The plaintiff in Getty Images also points out that artificial intelligence trained on its photographs will, not infrequently, reproduce its own trademarked watermark or something similar. This occurs because the arrangement of pixels making up the watermark are seen as just another attribute of the image to be learned, so the artificial intelligence might learn to associate it with words like “photo” or “professional” or whatever else happens to often occur in the text description on training photos. According to the plaintiff, this gives rise to independent claims for trademark infringement on top of the copyright claims.

Another point made more forcefully by Getty Images than the other plaintiffs, at least so far, is that the process of training the artificial intelligence may involve creating “intermediate copies” of the copyrighted work. That is, even if the final output from the artificial intelligence program is not itself an illegal copy, along the way of training the model there were direct copies made for training purposes. Getty Images suggests that this intermediate act may be where the copyright infringement occurred.

Pay Attention While the Law Catches Up

Anyone interested in using artificial intelligence to generate work product in their business should be paying attention to these cases. The decisions they reach will probably be the first to set the ground rules and understanding for how artificial intelligence can be trained and who is liable for misuse. I am seeing many new businesses rush to implement artificial intelligence now, before the cases are resolved. I understand that this is tempting and may, in the short term, actually be a good business decision. But, rushing into this area before courts have laid down the rules comes with a lot of risk.

At a minimum, businesses should be aware of the current unsettled nature of the law surrounding how these models are trained, which is the common issue in the three major pending cases. Knowing how your artificial intelligence’s model was trained, and by whom, is helpful. Software contracts often contain indemnities against copyright claims by third parties, and these clauses probably should be updated and modified to account for the kind of arguments being leveled against artificial intelligence. Insurance policies, too, may need to be updated to ensure that the risks involved in this new area of business are accommodated. Above all, businesses should proceed with caution as they start to leverage the power of these new systems.
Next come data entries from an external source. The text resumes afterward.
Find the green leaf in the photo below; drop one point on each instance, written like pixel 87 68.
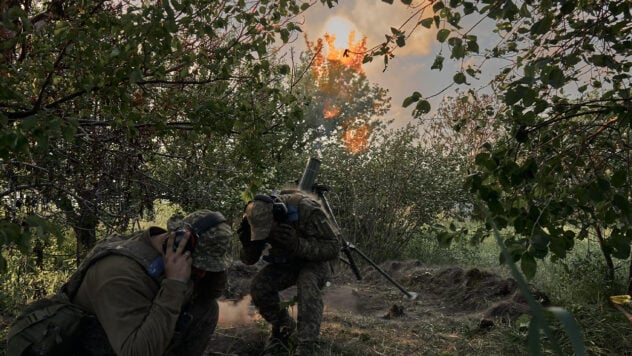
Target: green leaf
pixel 423 107
pixel 411 99
pixel 459 78
pixel 619 178
pixel 438 6
pixel 427 23
pixel 285 35
pixel 572 329
pixel 528 265
pixel 442 35
pixel 284 69
pixel 438 63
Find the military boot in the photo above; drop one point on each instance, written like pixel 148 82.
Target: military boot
pixel 281 339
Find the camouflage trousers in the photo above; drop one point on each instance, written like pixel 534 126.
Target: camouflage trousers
pixel 194 328
pixel 309 278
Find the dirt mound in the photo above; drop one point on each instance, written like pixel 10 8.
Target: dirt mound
pixel 453 292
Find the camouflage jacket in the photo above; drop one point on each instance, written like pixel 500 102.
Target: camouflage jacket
pixel 319 239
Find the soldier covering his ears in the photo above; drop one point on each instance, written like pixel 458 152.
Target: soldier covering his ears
pixel 298 241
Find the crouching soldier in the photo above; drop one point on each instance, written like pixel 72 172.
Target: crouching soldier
pixel 152 293
pixel 302 245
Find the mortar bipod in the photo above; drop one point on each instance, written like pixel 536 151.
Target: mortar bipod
pixel 348 247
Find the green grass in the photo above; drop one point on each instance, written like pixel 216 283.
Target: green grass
pixel 577 283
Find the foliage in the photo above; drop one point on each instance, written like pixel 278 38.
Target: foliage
pixel 102 102
pixel 565 92
pixel 382 197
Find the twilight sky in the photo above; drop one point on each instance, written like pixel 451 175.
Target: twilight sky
pixel 409 71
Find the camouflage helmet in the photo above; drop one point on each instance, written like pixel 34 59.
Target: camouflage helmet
pixel 213 245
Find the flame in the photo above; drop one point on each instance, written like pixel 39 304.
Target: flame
pixel 351 57
pixel 330 110
pixel 356 140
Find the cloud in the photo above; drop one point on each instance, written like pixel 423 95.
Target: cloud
pixel 374 20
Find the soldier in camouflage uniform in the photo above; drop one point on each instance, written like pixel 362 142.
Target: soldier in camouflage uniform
pixel 294 235
pixel 146 296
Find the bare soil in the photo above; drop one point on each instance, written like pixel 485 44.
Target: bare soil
pixel 456 312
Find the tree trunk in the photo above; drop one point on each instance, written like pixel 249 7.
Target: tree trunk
pixel 606 255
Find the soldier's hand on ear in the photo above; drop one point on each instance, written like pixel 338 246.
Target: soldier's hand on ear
pixel 178 263
pixel 283 236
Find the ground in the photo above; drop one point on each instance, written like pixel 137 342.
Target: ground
pixel 456 312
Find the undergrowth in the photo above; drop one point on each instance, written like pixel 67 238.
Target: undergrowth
pixel 577 283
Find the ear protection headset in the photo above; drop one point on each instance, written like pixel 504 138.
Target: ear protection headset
pixel 279 209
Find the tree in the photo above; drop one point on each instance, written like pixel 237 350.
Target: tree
pixel 382 197
pixel 565 93
pixel 96 96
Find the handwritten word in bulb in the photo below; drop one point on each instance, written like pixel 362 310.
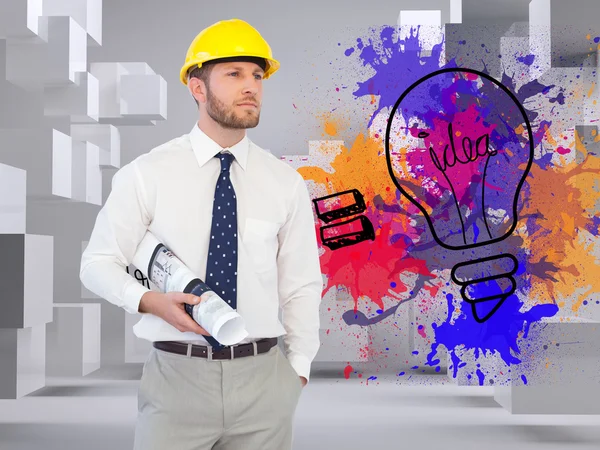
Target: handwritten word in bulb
pixel 464 156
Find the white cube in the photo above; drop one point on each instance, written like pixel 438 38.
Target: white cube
pixel 79 101
pixel 19 18
pixel 136 349
pixel 87 13
pixel 26 277
pixel 13 184
pixel 73 340
pixel 106 137
pixel 144 97
pixel 61 57
pixel 23 355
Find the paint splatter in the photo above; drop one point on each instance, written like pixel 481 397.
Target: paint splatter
pixel 347 371
pixel 554 246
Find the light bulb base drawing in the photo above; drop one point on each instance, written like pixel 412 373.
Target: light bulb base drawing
pixel 485 294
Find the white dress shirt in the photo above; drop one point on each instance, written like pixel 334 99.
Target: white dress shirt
pixel 170 192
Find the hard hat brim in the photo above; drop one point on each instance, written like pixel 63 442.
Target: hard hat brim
pixel 272 65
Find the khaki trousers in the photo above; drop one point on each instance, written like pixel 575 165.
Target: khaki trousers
pixel 190 403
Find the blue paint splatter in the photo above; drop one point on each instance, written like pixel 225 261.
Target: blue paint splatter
pixel 527 60
pixel 480 376
pixel 498 335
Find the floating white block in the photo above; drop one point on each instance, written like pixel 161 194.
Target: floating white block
pixel 86 182
pixel 540 36
pixel 26 277
pixel 116 84
pixel 19 18
pixel 137 68
pixel 136 349
pixel 13 184
pixel 429 24
pixel 23 356
pixel 31 62
pixel 87 13
pixel 85 292
pixel 73 340
pixel 455 11
pixel 54 168
pixel 561 374
pixel 79 101
pixel 93 173
pixel 26 107
pixel 343 346
pixel 106 137
pixel 144 96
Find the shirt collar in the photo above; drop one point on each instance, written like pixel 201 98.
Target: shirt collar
pixel 205 148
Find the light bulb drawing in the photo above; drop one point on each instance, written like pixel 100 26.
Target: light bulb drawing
pixel 459 146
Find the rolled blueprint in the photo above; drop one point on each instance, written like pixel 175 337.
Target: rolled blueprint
pixel 169 274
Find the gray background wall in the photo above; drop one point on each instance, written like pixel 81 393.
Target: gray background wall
pixel 304 37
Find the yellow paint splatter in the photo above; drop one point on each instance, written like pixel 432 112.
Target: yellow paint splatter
pixel 330 128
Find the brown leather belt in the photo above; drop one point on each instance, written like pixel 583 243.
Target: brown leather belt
pixel 201 351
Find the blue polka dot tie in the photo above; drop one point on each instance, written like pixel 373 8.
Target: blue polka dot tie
pixel 221 267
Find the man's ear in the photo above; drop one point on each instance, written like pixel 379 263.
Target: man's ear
pixel 198 89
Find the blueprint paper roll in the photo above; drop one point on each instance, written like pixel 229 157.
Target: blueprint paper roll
pixel 170 274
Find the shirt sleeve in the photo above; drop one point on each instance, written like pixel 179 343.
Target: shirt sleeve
pixel 300 282
pixel 118 230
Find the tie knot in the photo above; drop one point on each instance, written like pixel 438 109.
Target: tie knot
pixel 226 160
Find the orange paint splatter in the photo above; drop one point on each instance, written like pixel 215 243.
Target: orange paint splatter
pixel 330 128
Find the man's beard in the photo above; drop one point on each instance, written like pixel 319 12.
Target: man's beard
pixel 226 116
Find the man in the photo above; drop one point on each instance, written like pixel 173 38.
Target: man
pixel 240 219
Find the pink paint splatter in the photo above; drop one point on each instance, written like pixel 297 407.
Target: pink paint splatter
pixel 347 371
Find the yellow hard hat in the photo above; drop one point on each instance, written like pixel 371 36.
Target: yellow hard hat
pixel 228 39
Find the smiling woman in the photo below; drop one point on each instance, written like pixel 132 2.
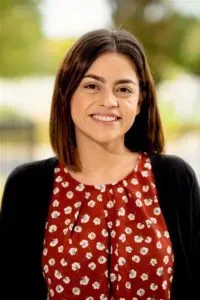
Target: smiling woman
pixel 111 216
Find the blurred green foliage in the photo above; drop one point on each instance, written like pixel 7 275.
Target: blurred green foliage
pixel 24 49
pixel 171 40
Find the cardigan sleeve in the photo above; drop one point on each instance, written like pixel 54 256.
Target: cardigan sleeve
pixel 196 236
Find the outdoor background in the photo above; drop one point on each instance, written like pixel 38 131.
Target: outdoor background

These cases are the tip of the iceberg on issues related to artificial intelligence generated work. I suspect that we will see legislation, regulation, or court decisions addressing other topics such as forgery and fraud committed using artificial intelligence to impersonate artistic or literary styles, identity theft using artificial intelligence, cheating scandals involving education, application processes, and test-taking, employment disputes over the use of artificial intelligence to generate work in the workplace, if, how, and when artificial intelligence can fit into the creation of copyrighted works, and disputes over the unauthorized practice of law, medicine, or similar regulated professions, just to name a few.

These risks should not discourage you from exploring the benefits of this new technology in its current form. Disruptive technology has the promise of big changes to the market and thus big opportunities for those who can harness it. However, doing so without adequate legal protection is not a great idea.